Because SQL Server expects 144 rows, the effort of filtering the records for the second
parameter is predicted to be faster than to use two indexes and cross referencing these.
However, the actual row count is much higher, causing this plan to be far from ideal.

Even though the number of occurrences for 'Smits' is approximately half of the number for
'Smit', this query takes three and a half minutes to execute while the query for Smit only
takes about 1 second.

Work Around

So how do you solve this problem? Statistics can not be expanded. They are designed to
be kept small, so that the process of determining an execution plan is kept small. Even if
the statistics could be doubled in size, this problem will still arise.

The option of using an index hint will only be helpful if used in all the queries with a search
parameter in this field. Adding an index hint is a manual job, requiring knowledge of the
dataset. A human will encounter the same difficulties in determining a best use of indexes
as SQL Server itself. Also, automating the use of index hints in a production environment is
time-consuming and far from efficient.
In these situations, a work around is the best option. By changing the specific index into a
clustered index, a bookmark lookup is no longer necessary. This saves considerable time
and effort. If the statistics are off and the number of hits exceeds the expected number, all
relevant records are clustered together and require little extra time.
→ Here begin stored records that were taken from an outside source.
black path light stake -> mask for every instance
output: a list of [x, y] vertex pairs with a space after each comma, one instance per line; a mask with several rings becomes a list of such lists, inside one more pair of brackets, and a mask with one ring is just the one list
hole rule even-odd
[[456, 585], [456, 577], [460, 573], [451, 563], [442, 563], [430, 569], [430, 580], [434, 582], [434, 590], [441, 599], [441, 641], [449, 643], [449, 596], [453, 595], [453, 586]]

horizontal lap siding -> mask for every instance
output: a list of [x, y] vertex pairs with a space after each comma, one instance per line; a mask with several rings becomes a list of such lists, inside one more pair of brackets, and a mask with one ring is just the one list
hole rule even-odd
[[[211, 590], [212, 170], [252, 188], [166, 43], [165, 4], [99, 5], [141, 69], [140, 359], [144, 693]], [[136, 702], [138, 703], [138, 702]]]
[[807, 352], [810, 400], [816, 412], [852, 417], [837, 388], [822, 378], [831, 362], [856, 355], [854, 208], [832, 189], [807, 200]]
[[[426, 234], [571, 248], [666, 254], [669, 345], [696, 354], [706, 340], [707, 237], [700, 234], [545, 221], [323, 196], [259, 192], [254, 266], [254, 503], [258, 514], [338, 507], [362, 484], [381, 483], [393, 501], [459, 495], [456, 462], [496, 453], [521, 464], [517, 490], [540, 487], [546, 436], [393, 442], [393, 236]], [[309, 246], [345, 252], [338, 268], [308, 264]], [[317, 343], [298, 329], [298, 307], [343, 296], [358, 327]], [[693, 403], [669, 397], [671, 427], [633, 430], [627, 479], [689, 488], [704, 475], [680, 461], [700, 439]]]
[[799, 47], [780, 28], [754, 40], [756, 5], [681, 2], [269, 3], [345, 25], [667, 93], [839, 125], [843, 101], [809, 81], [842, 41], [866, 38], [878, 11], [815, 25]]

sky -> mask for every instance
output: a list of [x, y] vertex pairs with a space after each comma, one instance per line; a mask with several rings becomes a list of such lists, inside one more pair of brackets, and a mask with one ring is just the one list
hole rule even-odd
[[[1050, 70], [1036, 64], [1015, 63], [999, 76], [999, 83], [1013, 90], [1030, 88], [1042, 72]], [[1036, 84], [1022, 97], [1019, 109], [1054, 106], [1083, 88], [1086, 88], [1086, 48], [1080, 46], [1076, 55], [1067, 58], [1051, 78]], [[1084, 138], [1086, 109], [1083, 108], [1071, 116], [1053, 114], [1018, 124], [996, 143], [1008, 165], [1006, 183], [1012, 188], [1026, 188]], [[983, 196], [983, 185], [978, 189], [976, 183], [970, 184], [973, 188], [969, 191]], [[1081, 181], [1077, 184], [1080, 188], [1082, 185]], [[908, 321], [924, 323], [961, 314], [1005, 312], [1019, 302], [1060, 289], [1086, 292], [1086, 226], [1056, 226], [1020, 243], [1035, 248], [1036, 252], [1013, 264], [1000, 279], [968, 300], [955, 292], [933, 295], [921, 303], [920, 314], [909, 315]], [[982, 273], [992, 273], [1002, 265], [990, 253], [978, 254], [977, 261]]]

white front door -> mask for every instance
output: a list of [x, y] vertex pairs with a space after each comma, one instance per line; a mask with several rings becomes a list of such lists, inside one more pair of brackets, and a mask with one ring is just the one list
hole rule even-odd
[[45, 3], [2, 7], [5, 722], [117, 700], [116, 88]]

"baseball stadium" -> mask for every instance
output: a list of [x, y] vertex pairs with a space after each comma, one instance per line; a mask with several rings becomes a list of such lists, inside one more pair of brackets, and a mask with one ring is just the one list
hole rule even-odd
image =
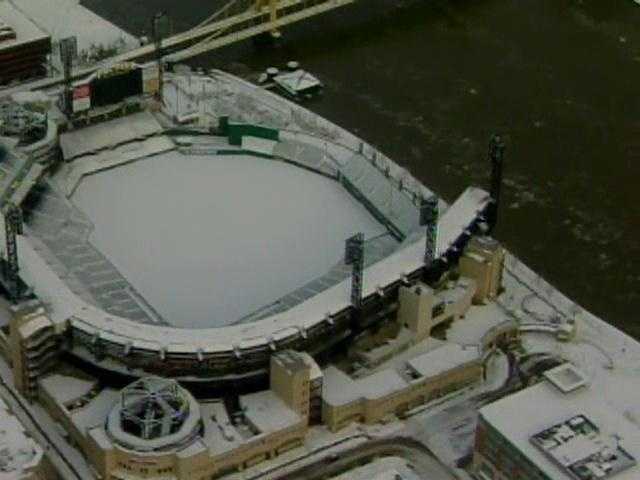
[[[74, 95], [91, 91], [105, 118], [57, 132], [51, 151], [63, 161], [30, 169], [7, 197], [24, 215], [21, 284], [46, 306], [59, 348], [93, 368], [264, 378], [273, 352], [329, 352], [392, 314], [400, 285], [454, 261], [484, 226], [485, 191], [441, 202], [437, 258], [426, 262], [421, 208], [432, 194], [370, 145], [335, 125], [332, 139], [228, 115], [185, 127], [130, 101], [116, 114], [99, 98], [113, 76]], [[168, 85], [169, 104], [174, 94]], [[10, 157], [7, 179], [21, 171]]]

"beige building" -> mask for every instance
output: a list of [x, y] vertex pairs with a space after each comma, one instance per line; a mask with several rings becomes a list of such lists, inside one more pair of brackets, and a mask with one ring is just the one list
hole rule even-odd
[[438, 325], [463, 317], [476, 292], [476, 282], [466, 277], [437, 291], [423, 283], [400, 287], [398, 323], [409, 329], [419, 342], [430, 336]]
[[481, 380], [483, 367], [477, 348], [436, 339], [429, 345], [426, 353], [362, 378], [334, 366], [327, 368], [323, 422], [331, 431], [352, 422], [379, 422]]
[[60, 337], [38, 304], [21, 306], [9, 326], [9, 359], [16, 387], [25, 397], [37, 396], [37, 380], [56, 365]]
[[[473, 239], [460, 261], [459, 278], [437, 289], [423, 283], [400, 287], [395, 324], [351, 349], [358, 368], [351, 374], [337, 367], [325, 370], [323, 422], [332, 431], [351, 422], [375, 423], [480, 381], [487, 352], [517, 339], [514, 322], [477, 325], [473, 330], [482, 336], [469, 347], [430, 337], [444, 340], [444, 331], [464, 317], [472, 303], [495, 298], [503, 264], [504, 251], [497, 242]], [[427, 351], [406, 359], [418, 344], [427, 345]]]
[[241, 396], [234, 411], [157, 377], [117, 391], [59, 373], [40, 380], [40, 399], [101, 478], [209, 480], [303, 443], [319, 369], [293, 351], [274, 354], [271, 368], [272, 388]]
[[400, 287], [396, 321], [358, 339], [350, 348], [350, 356], [369, 369], [392, 359], [463, 317], [475, 289], [475, 282], [468, 278], [446, 282], [438, 290], [423, 283]]
[[310, 423], [321, 420], [322, 379], [322, 370], [307, 352], [284, 351], [271, 357], [271, 391]]
[[502, 288], [505, 252], [500, 243], [490, 237], [474, 237], [460, 258], [460, 274], [475, 280], [474, 303], [484, 303], [498, 296]]
[[271, 356], [271, 391], [305, 420], [309, 418], [311, 364], [293, 350]]

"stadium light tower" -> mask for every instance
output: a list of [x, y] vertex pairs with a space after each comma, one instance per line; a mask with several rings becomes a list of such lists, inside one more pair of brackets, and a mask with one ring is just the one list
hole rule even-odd
[[364, 276], [364, 233], [347, 238], [344, 262], [351, 265], [351, 305], [362, 307], [362, 279]]
[[66, 37], [60, 40], [60, 61], [64, 70], [64, 92], [62, 108], [67, 114], [73, 113], [73, 61], [78, 57], [78, 38]]
[[489, 142], [489, 160], [491, 161], [491, 206], [488, 211], [489, 232], [498, 223], [500, 192], [502, 190], [502, 164], [504, 161], [504, 142], [500, 135], [494, 135]]
[[433, 265], [438, 253], [438, 218], [438, 197], [435, 195], [429, 198], [422, 197], [420, 201], [420, 225], [427, 228], [424, 249], [424, 265], [427, 269]]
[[164, 68], [162, 65], [162, 39], [169, 34], [169, 17], [165, 12], [156, 13], [151, 19], [151, 35], [155, 45], [156, 61], [158, 62], [158, 100], [163, 102]]

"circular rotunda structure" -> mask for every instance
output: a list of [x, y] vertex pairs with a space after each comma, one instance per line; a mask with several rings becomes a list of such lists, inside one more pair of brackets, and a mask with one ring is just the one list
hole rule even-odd
[[120, 393], [107, 431], [114, 441], [136, 451], [184, 446], [200, 431], [198, 403], [178, 382], [143, 377]]

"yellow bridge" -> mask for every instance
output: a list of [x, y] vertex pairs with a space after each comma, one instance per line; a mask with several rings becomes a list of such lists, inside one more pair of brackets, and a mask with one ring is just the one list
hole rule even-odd
[[[241, 40], [271, 33], [306, 18], [344, 7], [356, 0], [230, 0], [199, 25], [162, 40], [167, 62], [187, 58], [224, 47]], [[154, 44], [144, 45], [108, 58], [90, 67], [75, 69], [72, 78], [86, 77], [105, 66], [136, 61], [154, 55]], [[37, 90], [63, 83], [62, 75], [34, 80], [2, 91], [2, 95], [22, 90]]]
[[[306, 18], [354, 3], [356, 0], [231, 0], [198, 26], [162, 41], [169, 62], [185, 60], [240, 40], [279, 29]], [[111, 61], [130, 61], [151, 55], [145, 45]]]

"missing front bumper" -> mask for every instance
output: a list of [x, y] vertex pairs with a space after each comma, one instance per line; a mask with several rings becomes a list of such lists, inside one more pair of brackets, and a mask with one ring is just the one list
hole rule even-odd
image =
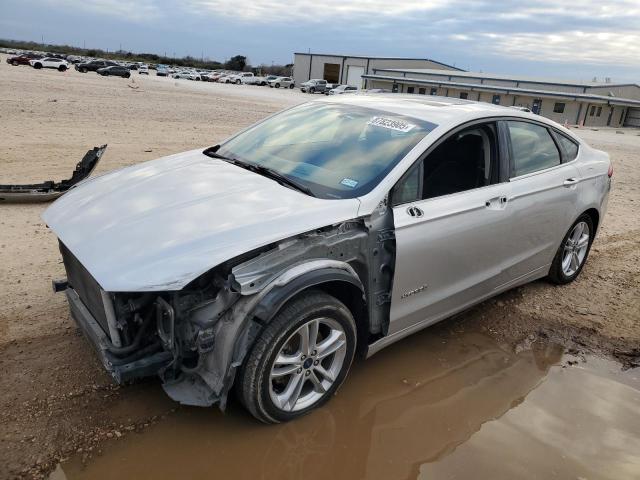
[[117, 383], [122, 384], [138, 378], [155, 376], [173, 359], [170, 352], [161, 351], [128, 363], [122, 363], [122, 360], [109, 352], [109, 348], [113, 347], [111, 340], [89, 309], [82, 303], [77, 292], [73, 288], [67, 288], [65, 293], [69, 301], [71, 316], [93, 344], [104, 368]]

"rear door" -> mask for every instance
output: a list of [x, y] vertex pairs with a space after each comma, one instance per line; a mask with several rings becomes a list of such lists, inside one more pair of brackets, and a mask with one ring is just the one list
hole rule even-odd
[[504, 283], [504, 160], [497, 123], [480, 122], [441, 140], [394, 187], [390, 334], [433, 323]]
[[[509, 142], [509, 257], [511, 281], [549, 269], [562, 238], [578, 215], [575, 152], [567, 152], [546, 125], [504, 121]], [[558, 134], [559, 135], [559, 134]]]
In the above examples, if the index on gnaam is a clustered index, the execution plan is as
follows:

Figure 6: Execution Plan - Search for Smits and Kerkstraat with Clustered Index

This query takes 7 seconds to execute. A significant improvement.

Index Planning

The effect of changing currently existing clustered index into a non-clustered index should
be examined. There can only be one clustered index on a table. In general, the difference
in performance for a field containing unique values is minimal between a clustered and a
non-clustered index. If, however, this field is used in a one to many relationships, the
general performance for the overall queries to the database might decline.
It is wise to take all these aspects into consideration when designing the index structure for
your databases. It is often worth the effort to try different configurations and go with the
one best suitable. Of course using the Index Tuning Wizard will help in this process.